1870/71 kriegsbedingte Leitungen über die Schweiz

  • Hallo Ralph,

    ...grundsätzlich waren GB - D - CH und GB - FR - CH möglich.

    ...Erfahrung bei kriegskausalierten, heimlichen Transiten von GB über Deutschland nach der Schweiz...

    sorry, aber das verstehe ich dann nun nicht. Wenn es offiziell möglich war, warum musste dann überhaupt "verheimlicht" durch Deutschland tansitiert und in der CH mit forwardern nach F weitergeleitet werden ? Dass über Paris nichts mehr ging ist mir vollkommen klar.

    + Gruß !


    Tim

    Wer um Postgeschichte einen Bogen macht, läuft am Schluss im Kreis

    Einmal editiert, zuletzt von Pälzer (27. Mai 2017 um 13:21)

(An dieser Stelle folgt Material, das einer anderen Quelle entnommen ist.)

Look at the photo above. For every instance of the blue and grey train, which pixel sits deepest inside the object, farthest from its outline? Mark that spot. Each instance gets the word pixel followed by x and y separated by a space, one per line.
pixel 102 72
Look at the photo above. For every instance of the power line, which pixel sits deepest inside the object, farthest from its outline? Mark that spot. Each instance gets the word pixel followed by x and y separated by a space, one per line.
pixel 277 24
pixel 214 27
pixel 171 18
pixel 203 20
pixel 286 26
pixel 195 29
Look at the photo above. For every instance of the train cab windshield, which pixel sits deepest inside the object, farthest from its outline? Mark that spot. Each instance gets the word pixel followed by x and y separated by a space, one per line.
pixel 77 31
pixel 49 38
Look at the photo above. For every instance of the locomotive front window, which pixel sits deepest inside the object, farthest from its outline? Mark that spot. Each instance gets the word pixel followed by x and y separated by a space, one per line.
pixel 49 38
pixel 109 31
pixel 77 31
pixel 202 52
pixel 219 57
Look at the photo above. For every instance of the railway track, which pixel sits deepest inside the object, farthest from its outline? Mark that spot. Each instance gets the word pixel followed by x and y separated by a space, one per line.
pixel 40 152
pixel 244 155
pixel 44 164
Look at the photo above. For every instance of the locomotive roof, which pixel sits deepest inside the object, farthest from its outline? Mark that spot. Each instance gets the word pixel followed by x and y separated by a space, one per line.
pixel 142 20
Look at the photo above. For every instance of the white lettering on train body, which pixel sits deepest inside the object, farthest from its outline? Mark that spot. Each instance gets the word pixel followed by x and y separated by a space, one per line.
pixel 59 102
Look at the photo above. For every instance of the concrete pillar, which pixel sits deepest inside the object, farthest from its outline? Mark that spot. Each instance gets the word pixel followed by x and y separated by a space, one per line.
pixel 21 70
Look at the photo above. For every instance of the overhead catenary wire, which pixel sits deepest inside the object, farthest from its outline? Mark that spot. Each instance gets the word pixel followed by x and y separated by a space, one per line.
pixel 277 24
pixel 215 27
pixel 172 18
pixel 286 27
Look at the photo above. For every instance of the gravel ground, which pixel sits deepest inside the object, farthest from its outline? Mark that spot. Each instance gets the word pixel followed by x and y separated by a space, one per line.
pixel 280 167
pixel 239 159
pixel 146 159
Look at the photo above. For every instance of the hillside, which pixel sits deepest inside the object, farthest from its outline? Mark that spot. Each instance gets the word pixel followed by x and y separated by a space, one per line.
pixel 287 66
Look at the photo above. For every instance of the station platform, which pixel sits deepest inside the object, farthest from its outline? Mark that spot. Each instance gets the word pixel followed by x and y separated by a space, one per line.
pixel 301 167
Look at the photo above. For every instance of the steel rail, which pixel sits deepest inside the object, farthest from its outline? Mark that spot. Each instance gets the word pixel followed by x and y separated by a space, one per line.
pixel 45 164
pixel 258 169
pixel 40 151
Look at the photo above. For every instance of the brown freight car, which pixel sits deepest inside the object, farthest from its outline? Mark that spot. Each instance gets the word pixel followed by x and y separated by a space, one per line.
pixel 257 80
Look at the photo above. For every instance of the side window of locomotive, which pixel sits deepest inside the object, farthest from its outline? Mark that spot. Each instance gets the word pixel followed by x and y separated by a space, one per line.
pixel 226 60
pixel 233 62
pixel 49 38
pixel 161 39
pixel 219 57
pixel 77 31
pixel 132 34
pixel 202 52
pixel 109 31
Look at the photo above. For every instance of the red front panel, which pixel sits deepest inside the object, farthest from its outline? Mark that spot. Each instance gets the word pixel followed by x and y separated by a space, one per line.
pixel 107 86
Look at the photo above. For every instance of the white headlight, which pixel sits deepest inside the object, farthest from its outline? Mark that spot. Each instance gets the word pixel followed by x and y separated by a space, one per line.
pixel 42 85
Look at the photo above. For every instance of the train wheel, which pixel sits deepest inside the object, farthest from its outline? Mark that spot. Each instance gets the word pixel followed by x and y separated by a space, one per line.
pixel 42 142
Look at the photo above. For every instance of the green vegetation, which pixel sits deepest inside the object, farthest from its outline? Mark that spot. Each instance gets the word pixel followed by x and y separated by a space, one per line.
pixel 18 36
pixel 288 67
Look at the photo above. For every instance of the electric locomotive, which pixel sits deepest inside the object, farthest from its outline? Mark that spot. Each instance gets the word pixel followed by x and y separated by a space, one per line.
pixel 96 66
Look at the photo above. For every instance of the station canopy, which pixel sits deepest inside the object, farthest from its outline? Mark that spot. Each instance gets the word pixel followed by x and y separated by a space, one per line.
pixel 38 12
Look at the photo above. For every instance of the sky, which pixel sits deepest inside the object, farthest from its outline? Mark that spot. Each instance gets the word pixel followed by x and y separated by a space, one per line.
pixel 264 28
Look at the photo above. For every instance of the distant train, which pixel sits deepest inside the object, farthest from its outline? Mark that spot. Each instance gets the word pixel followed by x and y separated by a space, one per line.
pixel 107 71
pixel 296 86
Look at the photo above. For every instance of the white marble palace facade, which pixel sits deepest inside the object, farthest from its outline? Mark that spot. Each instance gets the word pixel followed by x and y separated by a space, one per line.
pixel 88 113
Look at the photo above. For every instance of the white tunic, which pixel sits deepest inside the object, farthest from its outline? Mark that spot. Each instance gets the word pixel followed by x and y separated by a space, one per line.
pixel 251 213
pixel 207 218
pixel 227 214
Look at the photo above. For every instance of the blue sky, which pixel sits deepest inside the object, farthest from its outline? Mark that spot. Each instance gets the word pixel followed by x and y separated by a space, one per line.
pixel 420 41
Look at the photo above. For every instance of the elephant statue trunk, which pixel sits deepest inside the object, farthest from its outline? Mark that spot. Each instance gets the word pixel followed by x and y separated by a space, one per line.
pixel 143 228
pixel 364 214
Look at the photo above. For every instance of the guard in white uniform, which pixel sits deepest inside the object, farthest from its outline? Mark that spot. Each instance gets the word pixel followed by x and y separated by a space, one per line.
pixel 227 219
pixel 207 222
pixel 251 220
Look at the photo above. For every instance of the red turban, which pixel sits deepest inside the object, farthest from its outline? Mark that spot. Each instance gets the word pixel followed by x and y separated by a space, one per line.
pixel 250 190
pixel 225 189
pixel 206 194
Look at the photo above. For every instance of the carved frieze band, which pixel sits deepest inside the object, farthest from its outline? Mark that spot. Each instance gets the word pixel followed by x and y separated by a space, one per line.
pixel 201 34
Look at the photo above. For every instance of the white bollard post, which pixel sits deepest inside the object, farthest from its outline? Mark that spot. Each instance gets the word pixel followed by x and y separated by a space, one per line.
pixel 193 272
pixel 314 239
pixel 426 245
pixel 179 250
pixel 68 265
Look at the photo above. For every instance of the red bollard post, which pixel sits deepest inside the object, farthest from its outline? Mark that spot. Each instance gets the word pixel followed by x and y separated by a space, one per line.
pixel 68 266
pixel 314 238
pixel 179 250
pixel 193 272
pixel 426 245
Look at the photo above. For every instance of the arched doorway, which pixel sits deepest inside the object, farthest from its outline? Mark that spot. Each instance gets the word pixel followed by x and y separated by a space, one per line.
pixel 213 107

  • ... weil es günstiger war (wer sich als Reisender 50 oder 100 Briefe einsteckte, bekam dafür wenig bis gar nichts - die Post hätte viel kassiert dafür).

    Liebe Grüsse vom Ralph

    "Der beste Platz für Politiker ist das Wahlplakat. Dort ist er tragbar, geräuschlos und leicht zu entfernen." Vicco von Bülow aka Loriot.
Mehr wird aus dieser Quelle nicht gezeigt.